Specifically, the DHS says:
- Violent extremists may seek to exploit the easing of Covid-19-related restrictions across the country to conduct attacks against a broader range of targets after previous public capacity limits reduced opportunities for lethal attacks.
- Historically, mass-casualty Domestic Violent Extremist attacks linked to racially or ethnically motivated violent extremists have targeted houses of worship and crowded commercial facilities or gatherings. Some extremists advocate via social media and online platforms for a race war and have stated that civil disorder provides opportunities to engage in violence in furtherance of ideological objectives.
- Through 2020 and into 2021, government facilities and personnel have been common targets of domestic violent extremists, and opportunistic violent criminals are likely to exploit constitutionally protected freedom of speech activity linked to racial justice grievances and police use of force concerns, potentially targeting protestors perceived to be ideological opponents.
- Ideologically motivated violent extremists fueled by perceived grievances, false narratives, and conspiracy theories continue to share information online with the intent to incite violence. Online narratives across sites known to be frequented by individuals who hold violent extremist ideologies have called for violence against elected officials, political representatives, government facilities, law enforcement, religious or commercial facilities, and perceived ideologically-opposed individuals.

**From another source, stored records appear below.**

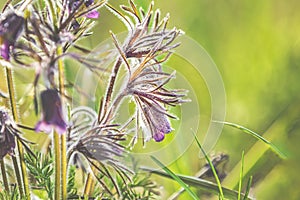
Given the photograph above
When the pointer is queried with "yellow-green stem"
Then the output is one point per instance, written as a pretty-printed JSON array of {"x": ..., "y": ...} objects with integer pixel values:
[
  {"x": 57, "y": 165},
  {"x": 20, "y": 147},
  {"x": 63, "y": 136},
  {"x": 88, "y": 184},
  {"x": 4, "y": 177}
]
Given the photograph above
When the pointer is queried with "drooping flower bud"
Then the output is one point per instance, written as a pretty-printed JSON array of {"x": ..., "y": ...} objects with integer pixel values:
[
  {"x": 10, "y": 29},
  {"x": 52, "y": 115},
  {"x": 7, "y": 139}
]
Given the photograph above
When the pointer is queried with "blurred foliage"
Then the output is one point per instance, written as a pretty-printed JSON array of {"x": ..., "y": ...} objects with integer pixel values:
[{"x": 256, "y": 46}]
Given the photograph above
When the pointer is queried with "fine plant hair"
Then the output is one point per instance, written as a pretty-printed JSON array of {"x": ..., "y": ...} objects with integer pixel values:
[
  {"x": 87, "y": 153},
  {"x": 43, "y": 35}
]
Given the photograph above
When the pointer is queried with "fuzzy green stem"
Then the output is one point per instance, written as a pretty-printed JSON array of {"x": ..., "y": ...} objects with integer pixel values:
[
  {"x": 20, "y": 147},
  {"x": 63, "y": 136},
  {"x": 4, "y": 177},
  {"x": 88, "y": 185},
  {"x": 18, "y": 176},
  {"x": 57, "y": 165}
]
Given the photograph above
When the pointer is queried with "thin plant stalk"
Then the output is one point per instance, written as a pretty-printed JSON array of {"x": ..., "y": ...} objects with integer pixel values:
[
  {"x": 63, "y": 136},
  {"x": 4, "y": 177},
  {"x": 20, "y": 147},
  {"x": 212, "y": 168},
  {"x": 241, "y": 176},
  {"x": 88, "y": 185},
  {"x": 57, "y": 165}
]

- The use of encrypted messaging by lone offenders and small violent extremist cells may obscure operational indicators that provide specific warning of a pending act of violence.
- Messaging from foreign terrorist organizations, including al-Qa‘ida and ISIS, intended to inspire U.S.-based homegrown violent extremists continues to amplify narratives related to exploiting protests. HVEs, who have typically conducted attacks against soft targets, mass gatherings, and law enforcement, remain a threat to the Homeland.

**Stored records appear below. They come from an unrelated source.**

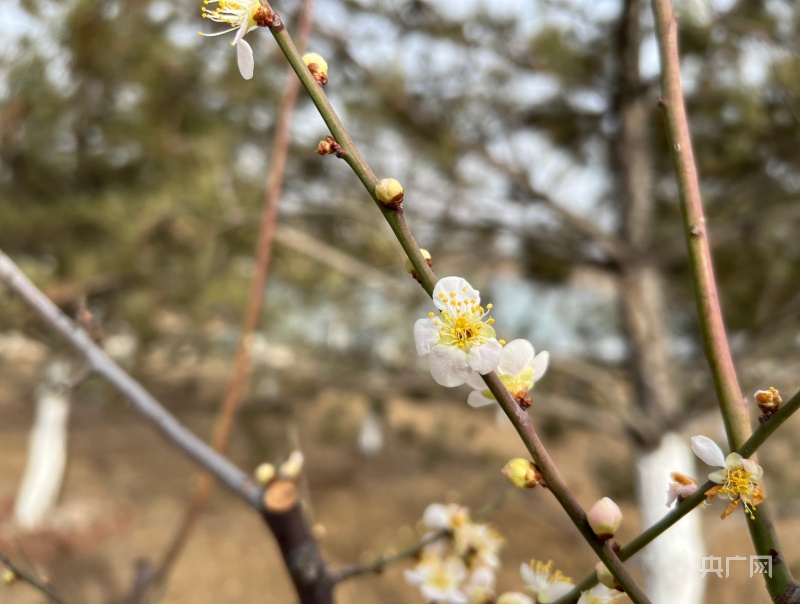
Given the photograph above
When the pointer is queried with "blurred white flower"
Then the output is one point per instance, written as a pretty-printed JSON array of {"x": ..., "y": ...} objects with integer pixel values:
[
  {"x": 461, "y": 338},
  {"x": 439, "y": 580},
  {"x": 239, "y": 15},
  {"x": 513, "y": 597},
  {"x": 600, "y": 594},
  {"x": 519, "y": 369},
  {"x": 738, "y": 477},
  {"x": 547, "y": 584},
  {"x": 370, "y": 436},
  {"x": 478, "y": 544}
]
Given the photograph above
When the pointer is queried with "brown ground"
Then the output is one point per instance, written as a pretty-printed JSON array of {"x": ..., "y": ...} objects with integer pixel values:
[{"x": 126, "y": 488}]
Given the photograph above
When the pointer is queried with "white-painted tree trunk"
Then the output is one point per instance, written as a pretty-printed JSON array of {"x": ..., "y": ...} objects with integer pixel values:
[
  {"x": 671, "y": 562},
  {"x": 47, "y": 450}
]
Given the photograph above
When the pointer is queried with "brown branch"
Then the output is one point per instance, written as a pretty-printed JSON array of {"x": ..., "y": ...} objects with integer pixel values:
[
  {"x": 298, "y": 547},
  {"x": 31, "y": 580},
  {"x": 715, "y": 343},
  {"x": 241, "y": 367}
]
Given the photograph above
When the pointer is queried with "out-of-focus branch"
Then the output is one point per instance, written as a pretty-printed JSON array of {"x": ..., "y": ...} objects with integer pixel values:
[
  {"x": 377, "y": 565},
  {"x": 759, "y": 437},
  {"x": 241, "y": 366},
  {"x": 30, "y": 579},
  {"x": 558, "y": 487},
  {"x": 282, "y": 514},
  {"x": 715, "y": 343}
]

- Nation-state adversaries have increased efforts to sow discord. For example, Russian, Chinese and Iranian government-linked media outlets have repeatedly amplified conspiracy theories concerning the origins of COVID-19 and effectiveness of vaccines; in some cases, amplifying calls for violence targeting persons of Asian descent.

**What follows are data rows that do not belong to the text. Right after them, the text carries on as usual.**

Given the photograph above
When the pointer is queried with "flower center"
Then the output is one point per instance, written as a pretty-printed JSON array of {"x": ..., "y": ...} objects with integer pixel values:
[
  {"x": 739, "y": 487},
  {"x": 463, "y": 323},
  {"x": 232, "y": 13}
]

- DHS encourages law enforcement and homeland security partners to be alert to these developments and prepared for any effects to public safety. Consistent with applicable law, state, local, tribal, and territorial (SLTT) law enforcement organizations should maintain situational awareness of online and physical activities that may be related to an evolving threat of violence.
“Today’s terrorism-related threat landscape is more complex, more dynamic, and more diversified than it was several years ago. We know that providing timely and useful information to the public is critical as we all work together to secure the homeland. With the issuance of today’s NTAS Bulletin, we are advising the public to be vigilant about ongoing threats to the United States, including those posed by domestic terrorism, grievance-based violence, and those inspired or influenced by foreign terrorists and other malign foreign influences,” said Secretary Mayorkas. “In this evolving threat environment, DHS is redoubling our efforts to detect and disrupt all forms of foreign and domestic terrorism and targeted violence, while safeguarding privacy protections, civil rights, and civil liberties.”
DHS and the Federal Bureau of Investigation will continue to provide guidance to state, local, tribal, and territorial partners about the current threat environment. DHS is collaborating with industry partners to identify and respond to the radicalization that results from the spread of disinformation, conspiracy theories, and false narratives on social media and other online platforms, the department said, adding that it has no any information to indicate a specific, credible plot; “however, DHS asks all Americans to report any suspicious activity and threats of violence to local law enforcement, FBI Field Offices, or a local Fusion Center.”
Fusion centers are cooperative functions between state and federal law enforcement agencies. The Alaska fusion center is called the Alaska Criminal Intelligence Center and can be reached at 907-269-8900 / 855-692-5425.
DHS has also established a new, dedicated domestic terrorism branch within the Department’s Office of Intelligence and Analysis and is increasing training opportunities for law enforcement partners, including through threat assessment and management programs related to domestic violent extremism.